Les mots de Gaétan Daoust, intervenant en soins spirituels

Comment décrivez-vous la santé spirituelle et son importance?

Chaque personne est habitée d’une histoire de vie, d’expériences qui lui ont donné un sens, d’un système de valeur, d’une identité propre, d’un réseau de relations, d’activités qui ont marqué les moments forts de sa vie. Les besoins physiques comme les besoins spirituels forment un tout chez la personne puisque nous sommes à la fois corps et esprit. Lorsqu’une personne entre dans un centre d’hébergement de longue durée, elle risque de perdre certains repères, puisqu’elle est retirée de son milieu de vie. Un accompagnement à la vie spirituelle est là pour aider la personne à exprimer les deuils qu’elle vit face aux changements parfois brutaux de sa condition, à reprendre contact avec ses forces, ses ressources intérieures qui sont susceptibles de l’aider dans ces changements. Il est heureux et presque indispensable que le système de santé fasse bénéficier aux personnes en perte d’autonomie multiple un service qui touche l’être profond. C’est ainsi qu’on peut parler de santé globale.

Comment contribuez-vous à la santé spirituelle des usagers et des personnes hébergées?

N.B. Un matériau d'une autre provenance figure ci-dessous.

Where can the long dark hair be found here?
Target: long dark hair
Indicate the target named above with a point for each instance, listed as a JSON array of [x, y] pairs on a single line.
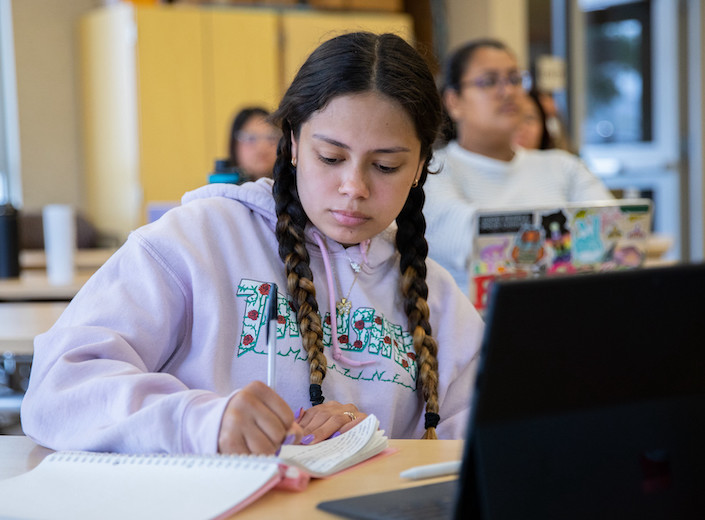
[[349, 64], [546, 138], [454, 69]]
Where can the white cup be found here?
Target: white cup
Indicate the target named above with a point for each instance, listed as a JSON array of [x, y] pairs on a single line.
[[59, 222]]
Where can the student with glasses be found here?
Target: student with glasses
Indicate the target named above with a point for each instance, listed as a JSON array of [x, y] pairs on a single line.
[[253, 144], [479, 165]]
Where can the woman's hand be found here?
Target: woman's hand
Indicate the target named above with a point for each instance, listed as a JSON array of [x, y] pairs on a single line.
[[256, 420], [323, 420]]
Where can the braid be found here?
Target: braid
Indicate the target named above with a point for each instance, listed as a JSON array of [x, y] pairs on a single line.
[[291, 221], [413, 248]]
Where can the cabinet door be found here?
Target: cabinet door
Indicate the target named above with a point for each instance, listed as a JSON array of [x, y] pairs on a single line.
[[172, 121], [304, 31], [241, 69]]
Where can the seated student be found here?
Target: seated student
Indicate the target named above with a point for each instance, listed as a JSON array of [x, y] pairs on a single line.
[[253, 142], [163, 349], [481, 167]]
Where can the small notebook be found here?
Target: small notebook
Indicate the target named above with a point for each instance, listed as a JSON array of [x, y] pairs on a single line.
[[87, 485]]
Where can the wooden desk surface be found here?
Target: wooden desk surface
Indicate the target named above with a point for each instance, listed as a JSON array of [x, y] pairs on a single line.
[[20, 322], [90, 259], [34, 286], [19, 454]]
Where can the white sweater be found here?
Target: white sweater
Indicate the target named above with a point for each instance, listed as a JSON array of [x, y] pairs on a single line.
[[468, 181]]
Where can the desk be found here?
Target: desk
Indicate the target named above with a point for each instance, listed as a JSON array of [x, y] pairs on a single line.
[[19, 454], [34, 286], [85, 259], [20, 322]]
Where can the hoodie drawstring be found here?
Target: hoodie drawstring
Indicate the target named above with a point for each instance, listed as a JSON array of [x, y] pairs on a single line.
[[337, 352]]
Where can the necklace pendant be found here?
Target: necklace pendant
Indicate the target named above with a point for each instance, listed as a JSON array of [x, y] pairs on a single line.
[[344, 306]]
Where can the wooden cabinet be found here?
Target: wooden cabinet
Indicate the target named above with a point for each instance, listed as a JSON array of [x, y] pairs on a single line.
[[160, 85]]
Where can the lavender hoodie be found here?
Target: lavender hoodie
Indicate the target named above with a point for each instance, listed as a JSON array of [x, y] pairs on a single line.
[[148, 353]]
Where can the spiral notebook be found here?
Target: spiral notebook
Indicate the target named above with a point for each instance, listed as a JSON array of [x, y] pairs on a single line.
[[86, 485]]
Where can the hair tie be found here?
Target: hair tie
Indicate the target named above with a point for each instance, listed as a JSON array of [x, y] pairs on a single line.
[[316, 394], [432, 419]]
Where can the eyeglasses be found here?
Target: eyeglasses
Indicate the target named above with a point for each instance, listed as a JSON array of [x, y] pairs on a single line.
[[493, 81], [248, 138]]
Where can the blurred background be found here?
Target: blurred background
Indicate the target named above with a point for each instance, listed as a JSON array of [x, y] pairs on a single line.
[[113, 107]]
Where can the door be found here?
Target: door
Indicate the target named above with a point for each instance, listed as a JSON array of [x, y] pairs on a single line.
[[624, 63]]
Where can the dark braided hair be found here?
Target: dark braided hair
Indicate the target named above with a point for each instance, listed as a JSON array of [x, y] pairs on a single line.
[[350, 64]]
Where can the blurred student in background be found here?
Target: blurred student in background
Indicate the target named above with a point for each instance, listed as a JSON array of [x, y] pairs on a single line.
[[532, 132], [253, 144], [481, 167]]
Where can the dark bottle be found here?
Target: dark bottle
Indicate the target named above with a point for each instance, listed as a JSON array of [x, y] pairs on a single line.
[[9, 242]]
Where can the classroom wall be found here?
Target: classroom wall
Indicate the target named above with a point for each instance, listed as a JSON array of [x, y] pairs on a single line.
[[48, 93], [506, 20], [48, 103]]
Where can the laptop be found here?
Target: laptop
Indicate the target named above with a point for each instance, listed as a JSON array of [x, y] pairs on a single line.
[[549, 240], [589, 403]]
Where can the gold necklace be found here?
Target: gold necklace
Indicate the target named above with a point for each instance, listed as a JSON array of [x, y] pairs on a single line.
[[344, 305]]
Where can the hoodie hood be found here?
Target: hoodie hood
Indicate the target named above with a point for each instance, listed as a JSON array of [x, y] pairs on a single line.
[[257, 196]]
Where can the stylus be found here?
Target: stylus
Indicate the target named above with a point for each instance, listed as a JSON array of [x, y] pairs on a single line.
[[272, 338], [432, 470]]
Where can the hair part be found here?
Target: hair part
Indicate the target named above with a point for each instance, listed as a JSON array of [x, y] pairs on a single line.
[[349, 64], [546, 142]]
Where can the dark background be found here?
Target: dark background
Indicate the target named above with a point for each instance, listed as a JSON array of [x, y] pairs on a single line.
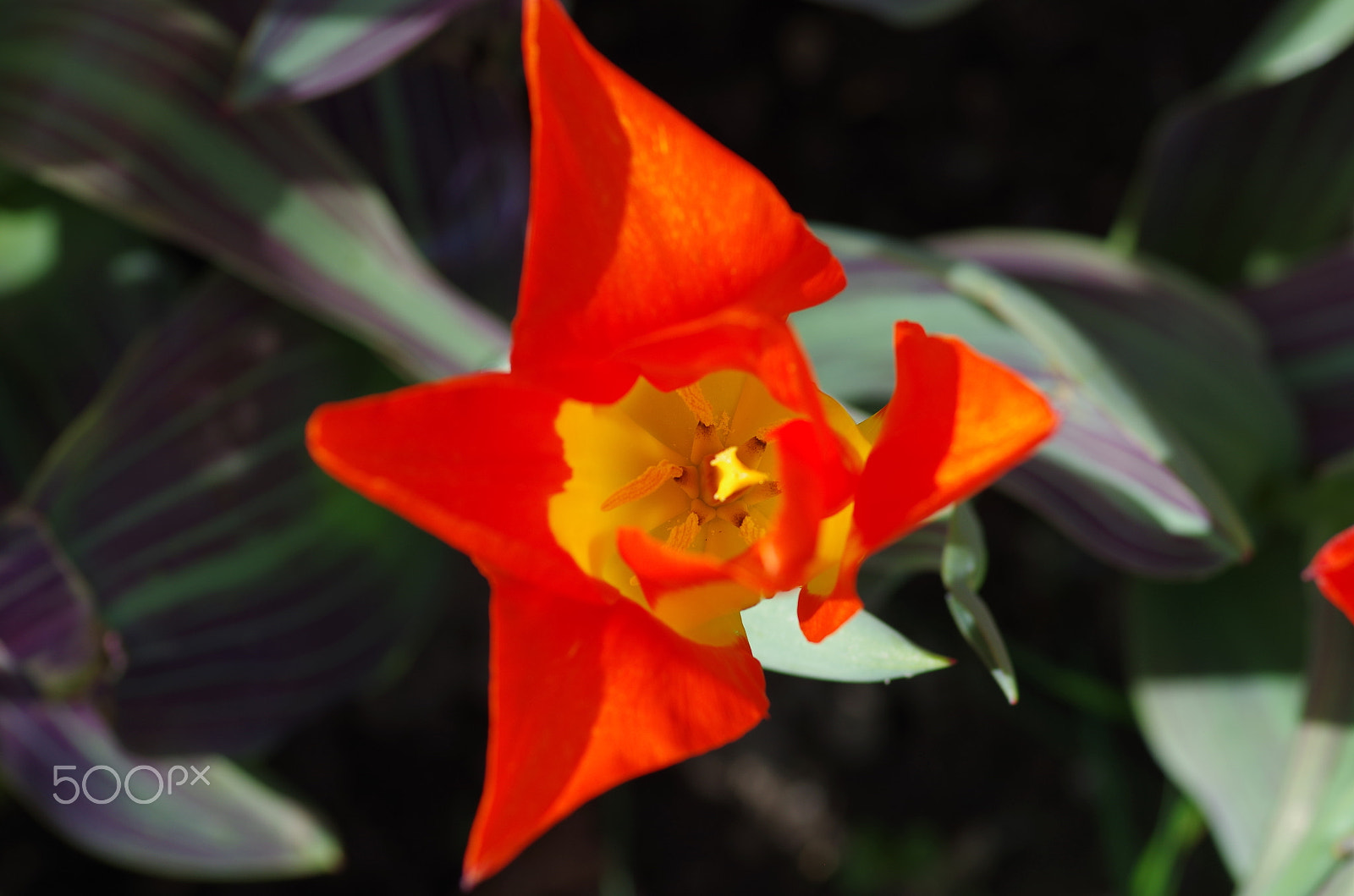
[[1019, 113]]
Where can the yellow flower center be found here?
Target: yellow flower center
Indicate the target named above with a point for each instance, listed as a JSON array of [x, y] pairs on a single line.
[[692, 467]]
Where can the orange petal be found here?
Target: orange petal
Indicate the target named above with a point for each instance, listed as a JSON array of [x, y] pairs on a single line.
[[473, 460], [955, 424], [1333, 569], [642, 229], [586, 696]]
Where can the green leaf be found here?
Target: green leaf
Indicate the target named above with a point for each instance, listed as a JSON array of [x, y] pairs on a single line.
[[1241, 189], [230, 827], [907, 14], [301, 49], [1114, 478], [963, 568], [864, 649], [121, 106], [1297, 36], [1215, 679]]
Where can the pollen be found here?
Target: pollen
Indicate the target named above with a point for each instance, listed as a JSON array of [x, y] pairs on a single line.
[[645, 485], [731, 475]]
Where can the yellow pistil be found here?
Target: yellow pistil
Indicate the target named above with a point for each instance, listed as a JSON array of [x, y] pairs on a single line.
[[643, 485], [731, 475]]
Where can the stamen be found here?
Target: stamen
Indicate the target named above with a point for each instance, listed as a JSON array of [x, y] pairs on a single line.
[[681, 535], [751, 530], [760, 493], [731, 475], [699, 405], [753, 449], [643, 485], [704, 444]]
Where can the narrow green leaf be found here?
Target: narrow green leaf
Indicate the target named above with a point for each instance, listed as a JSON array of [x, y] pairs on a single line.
[[301, 49], [963, 568], [864, 649], [1131, 496], [1215, 679], [1297, 36], [227, 826], [907, 14]]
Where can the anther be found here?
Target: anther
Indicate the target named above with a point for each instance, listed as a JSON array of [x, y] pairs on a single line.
[[697, 404], [681, 535], [643, 485]]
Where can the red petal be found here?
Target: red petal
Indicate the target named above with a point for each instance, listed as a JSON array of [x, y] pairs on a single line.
[[473, 460], [642, 228], [956, 422], [586, 696], [1333, 569]]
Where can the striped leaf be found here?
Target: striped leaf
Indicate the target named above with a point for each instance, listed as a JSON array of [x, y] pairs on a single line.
[[302, 49], [1239, 189], [1198, 359], [121, 106], [907, 14], [64, 329], [49, 639], [450, 144], [1215, 677], [1310, 322], [1297, 36], [244, 588], [1114, 478], [227, 826]]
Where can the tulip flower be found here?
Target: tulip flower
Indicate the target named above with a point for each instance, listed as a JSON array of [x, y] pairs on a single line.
[[1333, 570], [658, 458]]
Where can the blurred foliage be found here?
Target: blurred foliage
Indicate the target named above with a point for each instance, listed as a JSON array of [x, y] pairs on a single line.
[[175, 577]]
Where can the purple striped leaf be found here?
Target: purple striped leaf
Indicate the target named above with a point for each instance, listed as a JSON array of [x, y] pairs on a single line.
[[302, 49], [906, 14], [245, 589], [1114, 478], [1239, 189], [223, 826], [1198, 359], [119, 104], [49, 638], [1310, 321], [64, 331]]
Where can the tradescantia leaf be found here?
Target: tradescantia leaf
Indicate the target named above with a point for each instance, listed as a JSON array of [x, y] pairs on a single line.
[[1112, 478], [1238, 190], [227, 827], [907, 14], [302, 49], [119, 104], [1297, 36], [49, 639], [1310, 322], [450, 144], [1215, 677], [64, 331], [244, 589], [1198, 359], [963, 568]]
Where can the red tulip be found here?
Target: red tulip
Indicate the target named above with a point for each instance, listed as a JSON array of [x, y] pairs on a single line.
[[1333, 570], [660, 458]]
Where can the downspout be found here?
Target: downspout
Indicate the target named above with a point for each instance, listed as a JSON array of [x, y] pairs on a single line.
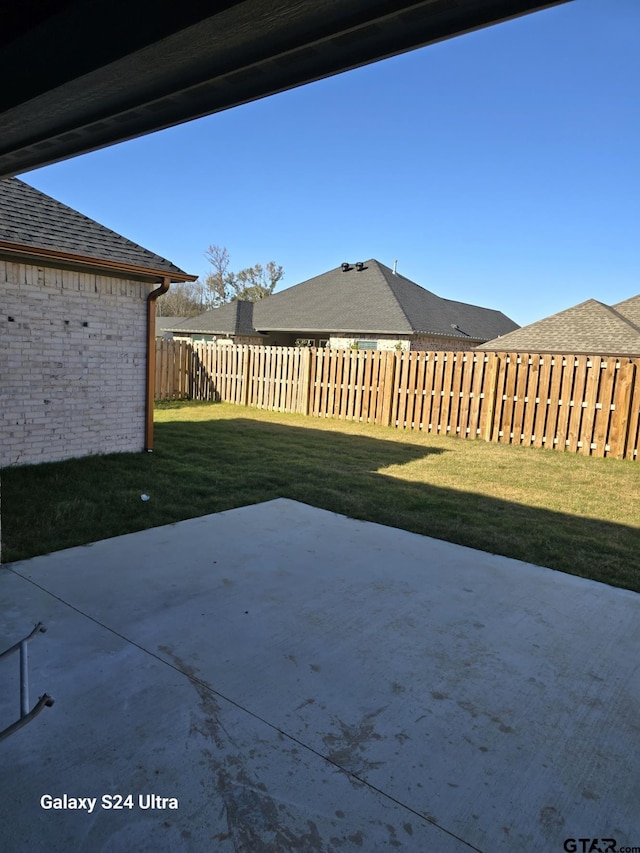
[[151, 361]]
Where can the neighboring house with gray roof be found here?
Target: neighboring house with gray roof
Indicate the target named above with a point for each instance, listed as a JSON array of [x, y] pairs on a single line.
[[368, 306], [590, 328], [165, 326], [77, 337], [231, 322]]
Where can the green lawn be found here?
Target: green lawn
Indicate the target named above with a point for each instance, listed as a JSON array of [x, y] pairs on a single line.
[[572, 513]]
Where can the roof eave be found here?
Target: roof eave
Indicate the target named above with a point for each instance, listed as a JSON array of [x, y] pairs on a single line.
[[69, 258]]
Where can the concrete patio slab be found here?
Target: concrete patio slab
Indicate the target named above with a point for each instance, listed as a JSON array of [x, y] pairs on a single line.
[[301, 681]]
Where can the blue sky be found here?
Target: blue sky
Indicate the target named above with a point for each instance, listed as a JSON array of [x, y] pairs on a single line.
[[500, 168]]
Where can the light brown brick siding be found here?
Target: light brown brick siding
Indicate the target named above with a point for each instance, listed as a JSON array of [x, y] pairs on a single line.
[[68, 389]]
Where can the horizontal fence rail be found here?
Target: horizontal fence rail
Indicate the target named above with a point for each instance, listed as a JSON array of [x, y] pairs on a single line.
[[583, 404]]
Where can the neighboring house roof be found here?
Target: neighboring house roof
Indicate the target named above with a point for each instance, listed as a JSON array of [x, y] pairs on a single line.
[[32, 222], [234, 318], [590, 328], [168, 324], [374, 300]]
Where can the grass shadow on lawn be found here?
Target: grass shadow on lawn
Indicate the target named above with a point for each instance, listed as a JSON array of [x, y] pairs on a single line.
[[213, 465]]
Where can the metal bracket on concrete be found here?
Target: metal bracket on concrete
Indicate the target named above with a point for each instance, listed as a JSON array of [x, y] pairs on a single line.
[[26, 715]]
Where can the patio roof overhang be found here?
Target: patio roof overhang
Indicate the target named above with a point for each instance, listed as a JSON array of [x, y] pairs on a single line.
[[80, 76]]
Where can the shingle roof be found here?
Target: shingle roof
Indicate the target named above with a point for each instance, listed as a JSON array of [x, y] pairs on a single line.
[[169, 324], [591, 328], [629, 309], [372, 301], [231, 319], [32, 219]]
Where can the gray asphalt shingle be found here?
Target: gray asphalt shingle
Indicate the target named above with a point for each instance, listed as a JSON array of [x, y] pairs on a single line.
[[371, 301], [30, 218], [590, 328], [234, 318]]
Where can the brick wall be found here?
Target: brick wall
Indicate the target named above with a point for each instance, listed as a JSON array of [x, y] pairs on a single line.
[[72, 364]]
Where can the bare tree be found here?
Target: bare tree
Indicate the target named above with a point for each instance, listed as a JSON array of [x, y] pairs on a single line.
[[252, 283], [257, 282], [218, 285], [181, 300]]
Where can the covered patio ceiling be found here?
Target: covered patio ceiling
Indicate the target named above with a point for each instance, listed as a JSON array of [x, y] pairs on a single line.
[[80, 76]]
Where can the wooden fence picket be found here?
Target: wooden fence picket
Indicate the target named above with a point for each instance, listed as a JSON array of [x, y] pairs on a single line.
[[578, 403]]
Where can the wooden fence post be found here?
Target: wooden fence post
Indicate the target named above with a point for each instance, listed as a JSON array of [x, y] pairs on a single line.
[[388, 387], [491, 403], [304, 381]]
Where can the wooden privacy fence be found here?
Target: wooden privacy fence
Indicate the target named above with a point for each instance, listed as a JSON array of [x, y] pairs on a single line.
[[585, 404]]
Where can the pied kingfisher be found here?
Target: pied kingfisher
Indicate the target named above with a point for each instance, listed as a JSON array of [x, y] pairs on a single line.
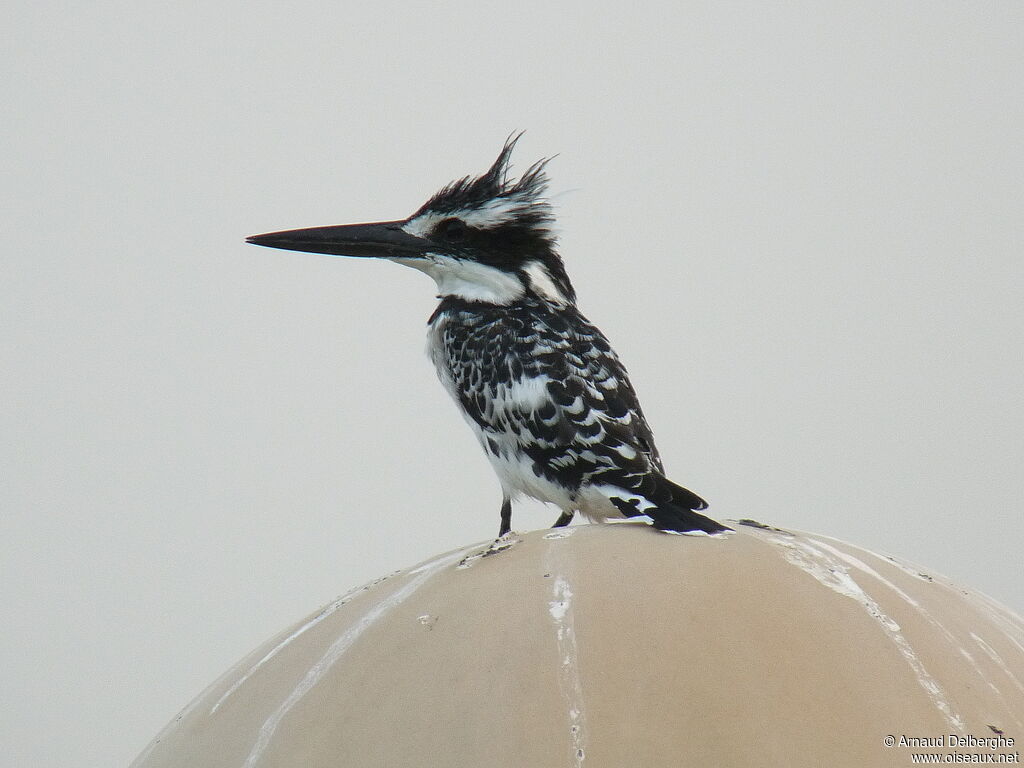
[[540, 386]]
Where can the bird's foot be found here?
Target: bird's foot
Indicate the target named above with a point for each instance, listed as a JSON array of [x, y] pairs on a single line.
[[502, 543]]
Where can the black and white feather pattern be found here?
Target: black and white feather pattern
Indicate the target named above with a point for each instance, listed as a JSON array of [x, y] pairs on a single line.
[[555, 412]]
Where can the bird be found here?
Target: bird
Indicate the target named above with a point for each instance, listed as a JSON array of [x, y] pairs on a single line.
[[539, 384]]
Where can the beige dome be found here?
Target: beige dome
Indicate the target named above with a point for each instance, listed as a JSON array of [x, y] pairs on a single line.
[[617, 646]]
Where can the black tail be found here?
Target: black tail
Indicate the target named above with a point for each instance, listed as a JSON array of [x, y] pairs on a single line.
[[676, 509]]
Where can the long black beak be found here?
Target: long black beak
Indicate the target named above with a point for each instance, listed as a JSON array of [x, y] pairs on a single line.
[[379, 240]]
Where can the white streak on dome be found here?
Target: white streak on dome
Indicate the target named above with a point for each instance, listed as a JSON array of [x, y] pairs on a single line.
[[342, 644], [836, 577], [560, 607]]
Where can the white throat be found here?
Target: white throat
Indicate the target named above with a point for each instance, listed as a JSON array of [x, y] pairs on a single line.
[[468, 280]]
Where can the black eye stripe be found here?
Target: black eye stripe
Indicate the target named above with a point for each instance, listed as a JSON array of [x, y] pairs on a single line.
[[452, 229]]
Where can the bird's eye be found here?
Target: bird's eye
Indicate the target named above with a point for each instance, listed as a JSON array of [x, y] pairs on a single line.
[[452, 229]]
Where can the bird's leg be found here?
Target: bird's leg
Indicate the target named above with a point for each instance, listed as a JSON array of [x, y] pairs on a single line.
[[506, 517], [563, 519]]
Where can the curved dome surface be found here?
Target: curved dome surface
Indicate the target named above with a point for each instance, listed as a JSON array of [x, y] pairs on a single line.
[[596, 646]]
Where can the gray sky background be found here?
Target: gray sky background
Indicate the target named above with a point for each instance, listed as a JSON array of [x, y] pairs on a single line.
[[800, 226]]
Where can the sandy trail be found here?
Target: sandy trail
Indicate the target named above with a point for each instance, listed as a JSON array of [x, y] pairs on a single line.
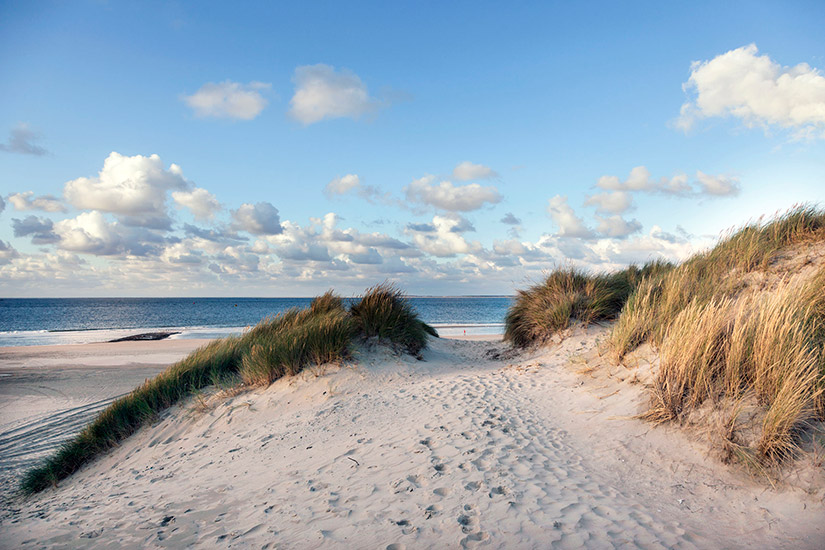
[[457, 451]]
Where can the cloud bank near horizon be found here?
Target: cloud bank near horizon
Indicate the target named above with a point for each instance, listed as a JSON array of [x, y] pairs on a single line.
[[140, 224]]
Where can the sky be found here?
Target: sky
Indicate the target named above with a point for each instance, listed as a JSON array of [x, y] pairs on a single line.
[[455, 148]]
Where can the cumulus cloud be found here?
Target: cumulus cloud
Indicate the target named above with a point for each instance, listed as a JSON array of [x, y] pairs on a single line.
[[757, 90], [322, 92], [617, 227], [613, 202], [228, 100], [466, 171], [510, 219], [92, 233], [720, 186], [259, 219], [453, 198], [445, 241], [7, 253], [640, 180], [134, 188], [203, 204], [40, 229], [570, 225], [24, 201], [22, 140], [342, 185]]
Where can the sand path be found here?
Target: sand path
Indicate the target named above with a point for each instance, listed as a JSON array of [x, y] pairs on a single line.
[[457, 451]]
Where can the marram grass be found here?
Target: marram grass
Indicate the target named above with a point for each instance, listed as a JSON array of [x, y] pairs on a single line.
[[568, 295], [280, 346], [719, 340]]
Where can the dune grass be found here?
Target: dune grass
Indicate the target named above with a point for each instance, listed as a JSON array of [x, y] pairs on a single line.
[[570, 295], [711, 275], [280, 346], [385, 313], [720, 339]]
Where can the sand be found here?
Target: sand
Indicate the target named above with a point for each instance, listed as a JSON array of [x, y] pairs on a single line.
[[49, 392], [472, 447]]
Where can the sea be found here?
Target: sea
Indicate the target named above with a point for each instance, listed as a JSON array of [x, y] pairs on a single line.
[[52, 321]]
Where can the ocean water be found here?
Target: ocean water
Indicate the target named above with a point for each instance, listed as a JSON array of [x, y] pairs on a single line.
[[48, 321]]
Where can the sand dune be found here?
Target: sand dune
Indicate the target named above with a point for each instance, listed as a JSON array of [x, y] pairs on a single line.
[[468, 448], [48, 393]]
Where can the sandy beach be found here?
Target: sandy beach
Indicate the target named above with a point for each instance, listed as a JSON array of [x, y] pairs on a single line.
[[471, 447], [47, 393]]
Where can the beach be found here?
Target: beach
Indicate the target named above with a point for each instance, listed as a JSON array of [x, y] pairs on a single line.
[[47, 393], [473, 446]]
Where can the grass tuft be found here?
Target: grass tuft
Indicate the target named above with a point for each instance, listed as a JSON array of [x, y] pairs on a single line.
[[567, 295], [384, 312], [719, 338]]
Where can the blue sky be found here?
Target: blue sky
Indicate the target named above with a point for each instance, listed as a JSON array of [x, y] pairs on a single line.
[[321, 145]]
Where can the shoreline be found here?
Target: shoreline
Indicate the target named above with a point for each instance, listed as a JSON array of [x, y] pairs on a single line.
[[21, 339], [462, 447]]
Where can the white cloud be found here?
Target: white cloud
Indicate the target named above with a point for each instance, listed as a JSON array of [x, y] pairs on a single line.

Les choses de l’esprit sont une composante de l’humain. La spiritualité chez celui-ci est quelque chose d’immense qui le définit. Lorsqu’une personne vit un changement d’humeur, une perte d’appétit, une situation bouleversante, l’annonce d’une nouvelle qui ébranle, entraînant un état anxieux, colérique ou de tristesse, l’intervenant en soins spirituels aide la personne à s’exprimer. Il offre une présence aimante et sécurisante. L’intervenant en soins spirituels est là pour aider la personne à trouver ou à retrouver son équilibre intérieur. Il lui propose de jeter un second regard sur sa situation. En se racontant, la personne peut se voir et trouver de nouveaux mots pour dire sa réalité. Elle peut prendre conscience de ses désirs profonds et identifier ce qui pourrait constituer ses résistances et aussi révéler ses forces intérieures. Ainsi, l’intervenant en soins spirituels aide la personne à être serein et en paix avec elle-même dans toutes les sphères de sa vie spirituelle.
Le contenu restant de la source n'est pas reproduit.